We'll factorize by y to the left side and we'll get:

y(x+1) = 5 - 2x

We'll divide by (x+1) both sides and we'll have:

y = (5-2x)/(x+1)

Now, we'll calculate the derivative:

dy/dx = (d/dx)[(5-2x)/(x+1)]

Since we have to calculate the derivative of a quotient, we'll use the quotient rule:

(f/g)' = (f'*g-f*g')/g^2

We'll put f = 5-2x and g = x+1

f' = -2

g' = 1

﻿[(5-2x)/(x+1)]' = (-2(x+1) - 5 + 2x)/(x+1)^2

We'll remove the brackets from the right side:

﻿[(5-2x)/(x+1)]' = (-2x - 2 - 5 + 2x)/(x+1)^2

We'll combine and eliminate like terms:

﻿[(5-2x)/(x+1)]' = -7/(x+1)^2

So, y' = -7/(x+1)^2

2) x^3 + y^2 + sin x  = cos y + y

We'll isolate theterms in x to the left side and the terms in y to the right side.

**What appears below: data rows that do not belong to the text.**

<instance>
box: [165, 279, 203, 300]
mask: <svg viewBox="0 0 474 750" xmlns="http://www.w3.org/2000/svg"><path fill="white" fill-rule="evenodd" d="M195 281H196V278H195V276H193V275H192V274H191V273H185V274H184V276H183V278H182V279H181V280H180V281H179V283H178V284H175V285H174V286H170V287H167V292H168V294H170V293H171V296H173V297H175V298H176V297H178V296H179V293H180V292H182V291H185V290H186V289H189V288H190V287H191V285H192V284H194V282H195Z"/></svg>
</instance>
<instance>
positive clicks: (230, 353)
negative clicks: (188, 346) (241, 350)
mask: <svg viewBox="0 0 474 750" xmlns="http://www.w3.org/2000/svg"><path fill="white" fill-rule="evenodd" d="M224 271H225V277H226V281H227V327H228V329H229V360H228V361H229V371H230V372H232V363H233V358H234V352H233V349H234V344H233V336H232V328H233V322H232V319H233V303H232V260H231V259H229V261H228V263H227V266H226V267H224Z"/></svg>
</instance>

We'll calculate the derivative to the left side, with respect to x.

x^3 + sin x = cos y + y - y^2

(d/dx)(x^3 + sin x) = 3x^2 + cos x

We'll calculate the derivative to the right side, with respect to y.

(d/dy)(cos y + y - y^2) = -sin y + 1 - 2y

The derivative of the given expression is:

3x^2 + cos x = 1 - 2y - sin y

3) (ctg y)^3 + 2x – 3y = 8

We'll keep the terms in y to the left side and we'll move the terms in x to the right side:

(ctg y)^3 – 3y = 8 - 2x

We'll calculate the partial derivative, with respect to y, to the left side:

(d/dy)((ctg y)^3 – 3y) = -3(ctg y)^2/(sin y)^2 - 3

We'll calculate the partial derivative, with respect to x, to the right side:

(d/dx)(8 - 2x) = 0 - 2

(d/dx)(8 - 2x) = -2

The derivative of the given expression is:

-3(ctg y)^2/(sin y)^2 - 3 = -2

(ctg y)^2/(sin y)^2 = -1/3

4) xy = (1 –x –y)^2

We'll square raise the right side:

(1 –x –y)^2 = 1 + x^2 + y^2 - 2x - 2y + 2xy

The expression will become:

xy = 1 + x^2 + y^2 - 2x - 2y + 2xy

1 + x^2 + y^2 - 2x - 2y + xy = 0

If we'll calculate the derivative with respect to x, we'll get:

2x +  y^2 - 2 - 2y + y = 0

(d/dx)(1 + x^2 + y^2 - 2x - 2y + xy)' =  2x +  y^2 - y - 2

Note: the terms in y are considered constants.

If we'll calculate the derivative with respect to y, we'll get:

(d/dy)(1 + x^2 + y^2 - 2x - 2y + xy)' = x^2 + 2y - 2x - 2 + x

(d/dy)(1 + x^2 + y^2 - 2x - 2y + xy)' = x^2 + 2y - x - 2

Note: the terms in x are considered constants.